Tingkatkan Kapabilitas Mahasiswa, Fakultas Ekonomi dan Bisnis URINDO Gelar Workshop Literasi Keuangan

Fakultas Ekonomi dan Bisnis (FEB) Universitas Respati Indonesia (URINDO) sukses menyelenggarakan workshop kolaboratif bertema “Financial Literacy For Future Professionals” pada Selasa (20/01/2026). Acara yang berlangsung di Auditorium Lantai 3 Kampus C URINDO ini merupakan hasil kerja sama strategis antara FEB URINDO, Srikandi Learning Solution, dan blu by BCA Digital.


​Workshop ini dirancang khusus untuk membekali para mahasiswa sebagai calon profesional masa depan dengan pemahaman mendalam mengenai pengelolaan keuangan di era digital.

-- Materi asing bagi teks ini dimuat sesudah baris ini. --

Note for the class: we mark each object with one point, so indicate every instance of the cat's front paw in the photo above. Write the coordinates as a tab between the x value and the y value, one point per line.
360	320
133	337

​Edukasi Finansial dari Ahlinya ​hadir sebagai narasumber utama yaitu Ward Saputra, CFP, seorang perencana keuangan profesional. Dalam paparannya, beliau menekankan pentingnya financial mindset yang sehat bagi generasi muda agar tidak terjebak dalam konsumerisme berlebih dan mampu merencanakan investasi sejak dini.


​Diskusi berjalan interaktif di bawah panduan moderator Ibu Dr. Tina Rosa, M.M., M.Si, yang mampu menghidupkan suasana melalui sesi tanya jawab yang tajam dan relevan dengan kondisi ekonomi saat ini.

​Sinergi Strategis: Penandatanganan MoU
​Momen penting lainnya dalam kegiatan ini adalah prosesi penandatanganan MoU antara Universitas Respati Indonesia dengan Srikandi Learning Solution. Kerja sama ini menandai komitmen kedua belah pihak dalam meningkatkan kualitas edukasi praktis dan pengembangan sumber daya manusia bagi civitas akademika URINDO.


​”Kolaborasi ini bukan sekadar acara seremonial, melainkan langkah nyata FEB URINDO dalam menjembatani dunia akademik dengan industri finansial. Kami ingin lulusan kami tidak hanya mahir secara teori, tapi juga cerdas secara finansial,” ujar perwakilan pimpinan FEB di sela-sela acara.


​Dukungan Perbankan Digital
​Keterlibatan blu by BCA Digital dalam workshop ini memberikan perspektif praktis mengenai pemanfaatan teknologi perbankan modern. Mahasiswa diperkenalkan pada berbagai fitur cerdas yang dapat membantu mereka mengatur pos-pos keuangan secara digital dengan lebih disiplin.